Marky Post Approval Classification Project

Feature Importance

Challenge, Data Preprocessing, Feature Selection

We were given a dataset of social media post features and took the easiest features to encode and use in our model. For our features, we used the Font, Theme, Tone, User Edit, Logo, Prompt, and Switchboard Template. When encoding the captions, we focused on the number of words, the emoji presence, and hashtag presence, leading to Caption Length, Emoji, and Hashtag. We also decided to look at how long the user had used the website and how old the post is, leaning to Post Days and User Days. We determined that some of the features weren't easily encoded into a few categories, so we ignored these complex features in favor of simple ones. Attached is an example picture of our training data.

Model Development, Hyperparameter Tuning

We tested a few different models using K-fold cross validation, but the difference in errors was very minimal. As a result, we decided to utilize Random Forest, as it's a usually strong performer and easy to interpret. We were able to hyperparameter tune our Random Forest model using a grid search on the number of trees, tree depth and loss function.

Results

Our results were a score of 0.7464 on Kaggle. We were alsoable to visualize our feature importance since we utilized the Random Forest model. We found that most important features were caption length, summary length, and the age of the user and the post. This creates value because you could run A/B testing on the most important features to tune your model to make the most approved content generally.

Challenges, and Mistakes

One of our biggest challenges was deciding which features to include or not. Many features were too complex for simple evaluation, and were probably a project on their own to extract some form of information or to convert into a more latent representation. We also made the mistake of not employing more statistical tests to find insights within our data, so while our model performed decent it may not be as robust. We also did not employ version control, as a result we had some roadblocks with inconsistent data that we decided to fix.

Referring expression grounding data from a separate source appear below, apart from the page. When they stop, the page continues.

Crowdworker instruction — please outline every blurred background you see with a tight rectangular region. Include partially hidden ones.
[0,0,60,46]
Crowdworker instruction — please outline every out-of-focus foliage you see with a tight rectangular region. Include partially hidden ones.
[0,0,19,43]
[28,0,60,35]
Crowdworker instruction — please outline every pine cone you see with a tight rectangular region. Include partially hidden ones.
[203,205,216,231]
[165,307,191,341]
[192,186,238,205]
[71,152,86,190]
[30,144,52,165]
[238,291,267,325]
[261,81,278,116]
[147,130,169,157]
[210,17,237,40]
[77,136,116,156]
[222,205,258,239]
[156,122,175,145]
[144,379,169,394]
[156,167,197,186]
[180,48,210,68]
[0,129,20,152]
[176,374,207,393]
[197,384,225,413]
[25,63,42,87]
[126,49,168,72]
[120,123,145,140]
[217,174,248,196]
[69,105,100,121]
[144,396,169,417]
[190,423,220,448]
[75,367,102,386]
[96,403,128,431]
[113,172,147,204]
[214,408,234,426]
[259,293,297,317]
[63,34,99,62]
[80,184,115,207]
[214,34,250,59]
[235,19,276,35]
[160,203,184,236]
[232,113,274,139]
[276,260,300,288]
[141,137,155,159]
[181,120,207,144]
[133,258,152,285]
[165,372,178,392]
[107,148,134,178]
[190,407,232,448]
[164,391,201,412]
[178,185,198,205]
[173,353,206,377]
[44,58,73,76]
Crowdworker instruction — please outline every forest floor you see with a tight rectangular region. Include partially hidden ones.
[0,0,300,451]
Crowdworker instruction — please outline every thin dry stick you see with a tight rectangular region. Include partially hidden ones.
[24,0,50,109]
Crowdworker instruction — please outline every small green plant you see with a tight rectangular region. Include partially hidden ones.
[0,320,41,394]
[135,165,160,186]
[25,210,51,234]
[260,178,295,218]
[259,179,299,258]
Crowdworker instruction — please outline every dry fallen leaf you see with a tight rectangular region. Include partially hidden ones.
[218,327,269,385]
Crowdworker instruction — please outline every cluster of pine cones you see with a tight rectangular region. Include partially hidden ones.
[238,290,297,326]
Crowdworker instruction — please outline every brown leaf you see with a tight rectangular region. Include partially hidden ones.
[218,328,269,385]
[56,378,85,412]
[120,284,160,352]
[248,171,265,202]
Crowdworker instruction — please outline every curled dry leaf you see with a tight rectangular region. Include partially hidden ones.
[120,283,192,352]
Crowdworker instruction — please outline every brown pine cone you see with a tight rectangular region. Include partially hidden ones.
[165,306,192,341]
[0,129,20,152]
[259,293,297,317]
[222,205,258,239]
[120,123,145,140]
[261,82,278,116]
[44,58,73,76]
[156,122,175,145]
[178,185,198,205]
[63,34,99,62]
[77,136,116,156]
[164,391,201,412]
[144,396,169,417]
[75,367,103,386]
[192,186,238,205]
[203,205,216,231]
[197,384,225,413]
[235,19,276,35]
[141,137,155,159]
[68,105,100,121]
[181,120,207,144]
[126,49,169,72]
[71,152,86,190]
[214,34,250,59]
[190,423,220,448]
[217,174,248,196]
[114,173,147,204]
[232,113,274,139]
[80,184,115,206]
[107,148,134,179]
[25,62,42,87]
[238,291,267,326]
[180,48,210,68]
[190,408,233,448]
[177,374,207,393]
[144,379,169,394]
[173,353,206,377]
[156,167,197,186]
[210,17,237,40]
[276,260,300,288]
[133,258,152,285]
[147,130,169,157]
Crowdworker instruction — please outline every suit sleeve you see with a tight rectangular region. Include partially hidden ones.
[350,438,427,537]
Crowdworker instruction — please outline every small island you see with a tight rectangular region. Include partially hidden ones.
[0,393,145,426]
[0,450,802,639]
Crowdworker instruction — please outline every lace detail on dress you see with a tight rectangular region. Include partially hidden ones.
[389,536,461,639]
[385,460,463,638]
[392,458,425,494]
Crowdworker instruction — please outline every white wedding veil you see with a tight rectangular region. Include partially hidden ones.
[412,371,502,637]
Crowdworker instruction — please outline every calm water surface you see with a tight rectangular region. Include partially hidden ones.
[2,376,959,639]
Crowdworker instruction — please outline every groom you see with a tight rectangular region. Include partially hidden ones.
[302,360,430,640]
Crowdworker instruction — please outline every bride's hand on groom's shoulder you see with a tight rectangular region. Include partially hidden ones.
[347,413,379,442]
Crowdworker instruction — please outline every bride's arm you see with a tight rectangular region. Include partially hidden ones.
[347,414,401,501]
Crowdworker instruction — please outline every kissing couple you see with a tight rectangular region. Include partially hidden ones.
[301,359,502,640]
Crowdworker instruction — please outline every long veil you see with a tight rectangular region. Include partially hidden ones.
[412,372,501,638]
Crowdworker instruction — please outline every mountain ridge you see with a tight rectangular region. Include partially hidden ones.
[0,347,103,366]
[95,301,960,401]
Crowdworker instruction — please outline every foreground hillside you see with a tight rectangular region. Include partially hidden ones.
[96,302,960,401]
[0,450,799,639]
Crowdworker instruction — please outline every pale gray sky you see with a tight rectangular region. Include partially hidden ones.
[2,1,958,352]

Moving Forward, and What We Learned

While we may not have gone through a more rigorous process compared to more established teams, our team was able to learn a lot about the scientific process and machine learning. With more time and resources we could have employed deep learning for classification, and a more rigorous training process for hyperparameter tuning. We could have also done a more exhaustive approach and throwing even more models during our model selection phase, but we decided to aim for interpretability to aid in business decision making. Our model is relatively lightweight, so model deployment within an API would be relatively easy, as well as being able to train the model for future use.